A jury could decide whether a Butler County judge fired a magistrate for requesting Jewish holidays off and two Butler County prosecutors could be removed from the lawsuit if a federal magistrate’s recommendation is accepted in a federal case.
Kimberly Edelstein filed a $1 million lawsuit against Butler County Common Pleas Judge Greg Stephens, Prosecutor Mike Gmoser and Chief Assistant Prosecutor Dan Ferguson in 2017, claiming Stephens fired her for wanting to take off eight high holy days and that all three men said negative things about her that prevented her from securing another job.
U.S. Magistrate Judge Karen Litkovitz recently issued a 75-page recommendation, finding the claims against Gmoser and Ferguson should be dismissed and determining a jury should hear discrimination accusations against the judge.
Edelstein worked for Stephens after Judge Patricia Oney retired in early 2016. Edelstein told Stephens on July 28, 2016 she would need to take eight days off in October to observe Jewish high holy days.
Edelstein said Stephens reacted to her request by yelling, “Holy cow, eight days,” and he appeared to be angry, according to the recommendation by Litkovitz. She was fired four days later.
Stephens has argued he “terminated Edelstein after months of internal strife between Edelstein and other members of his personal staff, which created a negative and disruptive work environment,” although he said he never discussed this issue with her prior to her termination.
Litkovitz said the close time between the vacation request and the termination was suspect, which means a jury should decide the question. She said Edelstein produced evidence “which would allow a reasonable jury” to find Stephens’ decision “at least in part” was motivated by her request observe Jewish holidays.
Edelstein also claimed Stephens “stigmatized” her with the abrupt firing and made disparaging remarks about her within the legal community, destroying her ability to find another job. On that question, Litkovitz found in favor of Stephens, saying much of Edelstein’s evidence was unsubstantiated hearsay.
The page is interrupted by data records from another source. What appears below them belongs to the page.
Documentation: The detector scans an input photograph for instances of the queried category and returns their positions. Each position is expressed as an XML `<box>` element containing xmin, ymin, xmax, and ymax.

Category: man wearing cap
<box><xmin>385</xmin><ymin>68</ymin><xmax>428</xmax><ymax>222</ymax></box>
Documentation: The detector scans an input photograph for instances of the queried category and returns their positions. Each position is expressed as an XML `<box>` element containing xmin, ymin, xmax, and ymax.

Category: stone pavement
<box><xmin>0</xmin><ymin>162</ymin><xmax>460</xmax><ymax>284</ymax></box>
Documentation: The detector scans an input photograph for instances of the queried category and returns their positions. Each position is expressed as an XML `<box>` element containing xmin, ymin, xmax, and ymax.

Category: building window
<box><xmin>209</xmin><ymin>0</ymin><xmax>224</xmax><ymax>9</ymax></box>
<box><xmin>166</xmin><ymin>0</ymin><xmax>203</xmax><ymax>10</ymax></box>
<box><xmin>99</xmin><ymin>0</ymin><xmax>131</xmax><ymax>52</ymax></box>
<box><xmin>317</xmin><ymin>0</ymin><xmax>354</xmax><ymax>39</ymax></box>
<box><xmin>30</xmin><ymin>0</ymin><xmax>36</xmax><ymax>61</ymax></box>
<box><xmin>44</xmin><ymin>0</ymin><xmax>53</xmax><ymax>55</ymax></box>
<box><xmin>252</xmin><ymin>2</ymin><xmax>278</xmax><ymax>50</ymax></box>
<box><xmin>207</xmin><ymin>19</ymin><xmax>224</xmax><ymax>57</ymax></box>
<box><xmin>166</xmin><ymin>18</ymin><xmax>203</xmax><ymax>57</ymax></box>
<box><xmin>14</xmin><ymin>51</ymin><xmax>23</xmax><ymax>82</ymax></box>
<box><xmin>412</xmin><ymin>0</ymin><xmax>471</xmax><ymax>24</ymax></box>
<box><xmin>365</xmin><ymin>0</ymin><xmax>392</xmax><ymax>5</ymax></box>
The prosecutors were includedin the lawsuit because of their alleged actions related to Edelstein’s next job as an assistant Wood County prosecutor. She claims Ferguson said of her that “she’s horrible” and harmed her reputation, and she claims Gmoser caused her to lose that Wood County prosecutor position because of his comments. Litkovitz disagreed.
Edelstein said after Gmoser gave his opinion about Edelstein’s work to Wood County Prosecutor Paul Dobson, a friend of Gmoser’s, Dobson forced her to resign.
“The act of Gmoser calling the employer of the person who sued him was at the very least reckless, and at most done with malice and ill will or revenge,” Edelstein wrote in one of her many court filings. “Clearly, an angry call to a colleague about a colleague’s employee would likely result in termination of that employee.”
Gmoser called Dobson after Edelstein filed the lawsuit to find out how Edelstein knew what he had said about her work. Litkovitz revealed Edelstein found a handwritten note by Dobson in a file of paperwork she was given during the hiring process in Wood County that mentioned the “horrible” remark.
Litkovitz found Gmoser did nothing wrong.
“Plaintiff has offered no evidence that the statements were false or morally stigmatizing in any sense,” she wrote.
Gmoser told the Journal-News that U.S. District Court Judge Michael R. Barrett will have to review and confirm the magistrate judge’s work before he and Ferguson are removed from the case.
“I appreciate the recommendation and I am looking forward to the completion of this case,” he said. “I appreciate the detail the magistrate judge took and the time the magistrate judge took to do the work of the court.”
Barrett has dismissed 12 of the 21 claims Edelstein filed against the three men, including one that declared the county’s vacation policy unlawful.
Edelstein could not be reached for comment.